Toward the end of her PhD, as Moskvyak started to consider different career possibilities, she discovered that Amazon was seeking science interns in Australia. She was drawn to the opportunity to work on applied science.
She applied, began her internship in July 2021, and immediately found an opportunity to utilize her computer vision experience.
Over the course of six months, she developed a project to support Amazon Marketplace sellers by automatically filling in information about their products based on the images they upload.
“We use the power of computer vision to understand as much of the product as we can based on the images,” she explained. “Computer vision speeds up the process, improves the data quality, and reduces the manual errors.”
A global community of scientists
At the end of her internship, Moskvyak did something her younger self deemed unlikely: She secured a full-time applied scientist position at Amazon. Having mentors from different teams facilitated that transition, she says. Thanks to them, by the end of the internship she had a good understanding of Amazon’s work culture and how scientists strive to innovate on behalf of customers.

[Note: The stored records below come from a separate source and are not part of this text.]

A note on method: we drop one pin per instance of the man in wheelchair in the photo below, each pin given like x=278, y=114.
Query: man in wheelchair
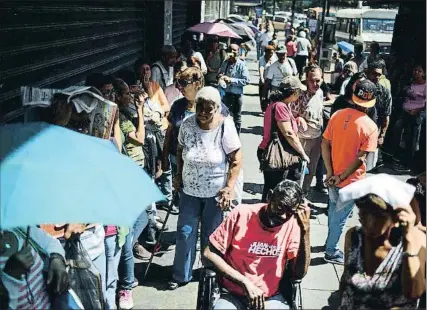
x=253, y=244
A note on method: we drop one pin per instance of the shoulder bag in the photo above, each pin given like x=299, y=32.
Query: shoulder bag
x=279, y=154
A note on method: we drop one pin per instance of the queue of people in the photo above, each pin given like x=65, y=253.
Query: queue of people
x=179, y=119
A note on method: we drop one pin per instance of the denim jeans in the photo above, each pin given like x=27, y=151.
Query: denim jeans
x=112, y=253
x=229, y=302
x=411, y=125
x=234, y=104
x=337, y=216
x=191, y=209
x=126, y=265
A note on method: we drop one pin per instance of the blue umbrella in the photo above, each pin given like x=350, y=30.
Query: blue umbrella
x=346, y=47
x=50, y=174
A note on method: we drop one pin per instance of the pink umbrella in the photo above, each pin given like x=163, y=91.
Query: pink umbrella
x=217, y=29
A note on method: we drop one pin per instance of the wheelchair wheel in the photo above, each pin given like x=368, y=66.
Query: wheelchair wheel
x=206, y=291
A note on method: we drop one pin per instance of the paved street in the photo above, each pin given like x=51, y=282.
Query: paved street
x=322, y=279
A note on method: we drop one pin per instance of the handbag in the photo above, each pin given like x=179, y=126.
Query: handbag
x=279, y=154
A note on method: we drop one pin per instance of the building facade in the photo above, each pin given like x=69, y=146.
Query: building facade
x=57, y=43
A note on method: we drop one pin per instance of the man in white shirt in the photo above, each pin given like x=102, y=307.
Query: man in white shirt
x=162, y=70
x=282, y=68
x=265, y=62
x=188, y=51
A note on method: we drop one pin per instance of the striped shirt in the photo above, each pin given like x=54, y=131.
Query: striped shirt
x=19, y=290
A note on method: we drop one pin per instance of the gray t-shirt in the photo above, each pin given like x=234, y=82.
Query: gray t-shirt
x=303, y=46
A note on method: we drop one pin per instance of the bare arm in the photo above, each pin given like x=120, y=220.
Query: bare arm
x=327, y=158
x=215, y=257
x=267, y=86
x=291, y=137
x=138, y=137
x=116, y=131
x=360, y=159
x=413, y=268
x=235, y=160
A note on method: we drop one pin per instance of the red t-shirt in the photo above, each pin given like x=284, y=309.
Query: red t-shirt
x=283, y=114
x=257, y=252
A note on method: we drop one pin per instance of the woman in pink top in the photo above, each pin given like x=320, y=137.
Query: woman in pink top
x=412, y=117
x=291, y=46
x=286, y=127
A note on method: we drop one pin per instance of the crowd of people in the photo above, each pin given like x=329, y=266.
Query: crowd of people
x=179, y=119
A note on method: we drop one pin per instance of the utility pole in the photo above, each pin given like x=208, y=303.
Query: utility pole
x=274, y=8
x=319, y=47
x=293, y=12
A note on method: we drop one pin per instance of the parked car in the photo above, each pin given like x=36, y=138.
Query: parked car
x=279, y=22
x=236, y=18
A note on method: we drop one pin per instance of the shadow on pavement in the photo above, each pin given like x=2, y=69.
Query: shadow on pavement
x=317, y=249
x=317, y=261
x=333, y=301
x=158, y=276
x=252, y=113
x=250, y=201
x=255, y=130
x=253, y=188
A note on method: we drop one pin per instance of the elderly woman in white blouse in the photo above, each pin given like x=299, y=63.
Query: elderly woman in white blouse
x=209, y=160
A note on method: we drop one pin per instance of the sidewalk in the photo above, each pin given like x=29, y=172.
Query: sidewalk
x=321, y=280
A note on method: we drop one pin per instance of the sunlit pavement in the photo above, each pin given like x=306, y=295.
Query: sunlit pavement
x=322, y=279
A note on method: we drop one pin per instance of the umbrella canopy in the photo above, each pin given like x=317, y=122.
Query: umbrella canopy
x=346, y=47
x=247, y=28
x=241, y=31
x=218, y=29
x=50, y=174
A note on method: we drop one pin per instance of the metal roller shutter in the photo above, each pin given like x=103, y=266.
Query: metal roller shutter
x=179, y=20
x=58, y=43
x=185, y=13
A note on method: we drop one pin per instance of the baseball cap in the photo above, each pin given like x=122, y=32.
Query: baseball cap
x=292, y=82
x=281, y=50
x=364, y=93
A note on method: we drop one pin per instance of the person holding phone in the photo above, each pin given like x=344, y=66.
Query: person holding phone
x=235, y=74
x=349, y=137
x=252, y=247
x=385, y=257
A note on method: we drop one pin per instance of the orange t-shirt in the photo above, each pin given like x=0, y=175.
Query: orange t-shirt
x=257, y=252
x=350, y=131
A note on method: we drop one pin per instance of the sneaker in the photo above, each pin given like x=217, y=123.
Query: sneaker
x=159, y=227
x=135, y=283
x=321, y=188
x=337, y=258
x=140, y=252
x=400, y=168
x=125, y=300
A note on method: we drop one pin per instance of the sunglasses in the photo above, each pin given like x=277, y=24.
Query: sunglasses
x=184, y=83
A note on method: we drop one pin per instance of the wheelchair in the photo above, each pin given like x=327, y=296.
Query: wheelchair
x=209, y=289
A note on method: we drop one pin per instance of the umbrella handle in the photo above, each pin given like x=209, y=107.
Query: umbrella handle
x=27, y=239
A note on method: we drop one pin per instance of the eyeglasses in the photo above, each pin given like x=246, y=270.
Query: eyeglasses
x=184, y=83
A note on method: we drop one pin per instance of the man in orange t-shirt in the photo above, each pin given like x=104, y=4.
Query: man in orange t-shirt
x=253, y=244
x=347, y=140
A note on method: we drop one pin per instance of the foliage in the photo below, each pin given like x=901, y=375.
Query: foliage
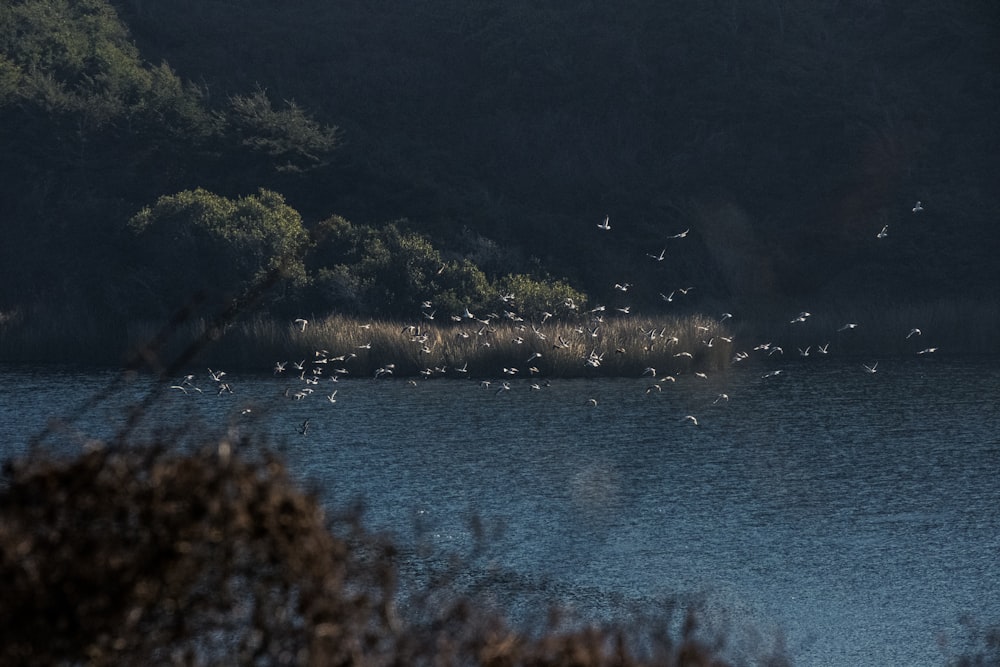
x=289, y=136
x=131, y=554
x=196, y=240
x=533, y=298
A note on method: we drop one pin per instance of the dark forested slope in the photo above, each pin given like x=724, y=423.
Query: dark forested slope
x=785, y=135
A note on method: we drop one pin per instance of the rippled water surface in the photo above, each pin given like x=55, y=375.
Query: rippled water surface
x=854, y=514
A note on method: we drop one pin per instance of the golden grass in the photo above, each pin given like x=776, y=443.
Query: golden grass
x=589, y=346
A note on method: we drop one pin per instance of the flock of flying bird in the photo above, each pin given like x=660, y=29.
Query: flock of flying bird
x=327, y=369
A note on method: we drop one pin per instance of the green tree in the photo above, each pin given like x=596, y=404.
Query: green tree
x=197, y=242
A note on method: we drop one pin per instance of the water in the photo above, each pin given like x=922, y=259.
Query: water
x=852, y=515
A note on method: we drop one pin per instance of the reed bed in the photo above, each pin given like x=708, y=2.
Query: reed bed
x=585, y=347
x=576, y=345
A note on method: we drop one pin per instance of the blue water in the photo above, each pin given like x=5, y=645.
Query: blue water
x=850, y=517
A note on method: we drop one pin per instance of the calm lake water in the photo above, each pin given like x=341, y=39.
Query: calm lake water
x=851, y=516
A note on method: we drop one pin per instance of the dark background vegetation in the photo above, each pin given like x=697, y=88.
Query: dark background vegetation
x=395, y=152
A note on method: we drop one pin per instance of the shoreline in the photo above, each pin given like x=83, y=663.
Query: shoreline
x=593, y=344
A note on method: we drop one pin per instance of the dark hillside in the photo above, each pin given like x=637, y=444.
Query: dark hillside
x=817, y=122
x=784, y=135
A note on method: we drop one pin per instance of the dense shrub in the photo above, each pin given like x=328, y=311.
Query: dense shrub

As a full-time applied scientist, she continues to work with multiple mentors. One of them is Keir Simmons, an applied scientist on the JP Retail Science team at Amazon Japan who she connected with via the Day 1 Science Mentorship (D1SM) Program. The D1SM program pairs up new-hire scientists with experienced Amazon scientists to ease the transition into Amazon’s business culture.
She has also enjoyed the opportunity to work on larger teams. “As an intern, I worked on a one-person project to showcase my skills. But now I have the opportunity to collaborate closely with other scientists and help deliver bigger projects combining our knowledge and skills.”

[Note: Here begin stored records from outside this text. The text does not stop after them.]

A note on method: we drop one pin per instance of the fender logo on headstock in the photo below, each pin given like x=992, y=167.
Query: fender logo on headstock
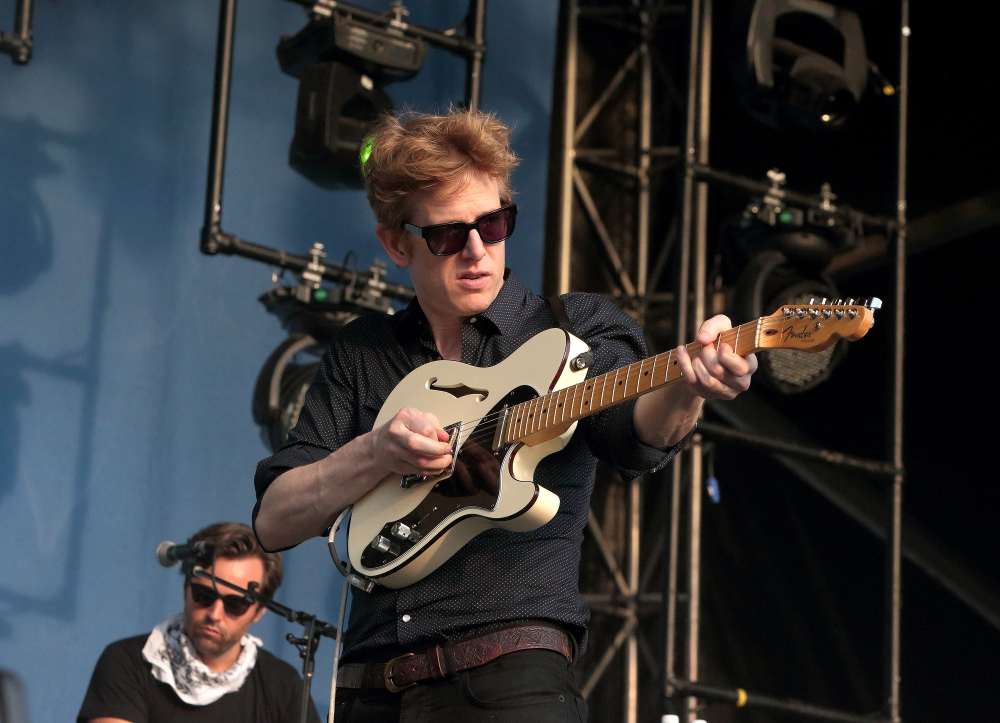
x=790, y=333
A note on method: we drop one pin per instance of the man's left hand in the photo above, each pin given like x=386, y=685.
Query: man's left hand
x=715, y=373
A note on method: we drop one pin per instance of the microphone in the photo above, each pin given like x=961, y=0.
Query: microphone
x=168, y=554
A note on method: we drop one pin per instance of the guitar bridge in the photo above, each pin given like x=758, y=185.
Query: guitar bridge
x=409, y=481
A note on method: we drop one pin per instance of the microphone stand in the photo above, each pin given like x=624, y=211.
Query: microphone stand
x=306, y=645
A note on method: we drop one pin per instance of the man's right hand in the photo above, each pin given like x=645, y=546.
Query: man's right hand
x=412, y=442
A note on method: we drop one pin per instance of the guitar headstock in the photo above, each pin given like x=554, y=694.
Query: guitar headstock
x=814, y=327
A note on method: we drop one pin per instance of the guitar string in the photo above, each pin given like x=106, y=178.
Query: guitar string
x=730, y=336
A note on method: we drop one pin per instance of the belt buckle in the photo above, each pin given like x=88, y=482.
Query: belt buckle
x=388, y=672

She is currently working on a computer vision project to help customers try out certain products virtually.
“It’s an exciting new area and I can see a real impact in the future,” she said. The project involves working with colleagues and teams from different parts of the world, like Canada and Japan. “In Australia, sometimes we feel a bit isolated working on technology or science. But, at Amazon, I feel more connected to the world.”
Promoting women in machine learning
Moskvyak’s interest in mentorship also extends to her serving as a mentor in independent online and in-person machine learning courses, helping others begin their journey in her field. She is especially interested in promoting and supporting women because she understands what it means to navigate a career in science as a woman and a mother.
“I see progress. But I think we still need to do more to bridge this gender gap,” she says. “We need to support our kids, their learning experiences, and help them build confidence.” An advantage of being at Amazon, she says, is being able to connect with more experienced women and talk about their career paths, and how they’ve navigated motherhood and career.
One piece of advice she offers to younger researchers is that even small steps matter.
“Sometimes I felt that all of these achievements were so far away,” she said. “But when I continued to work, even doing simple things and learning a little every single day, I was able to look back a year later and see the progress I’d made. That is what really motivated me.”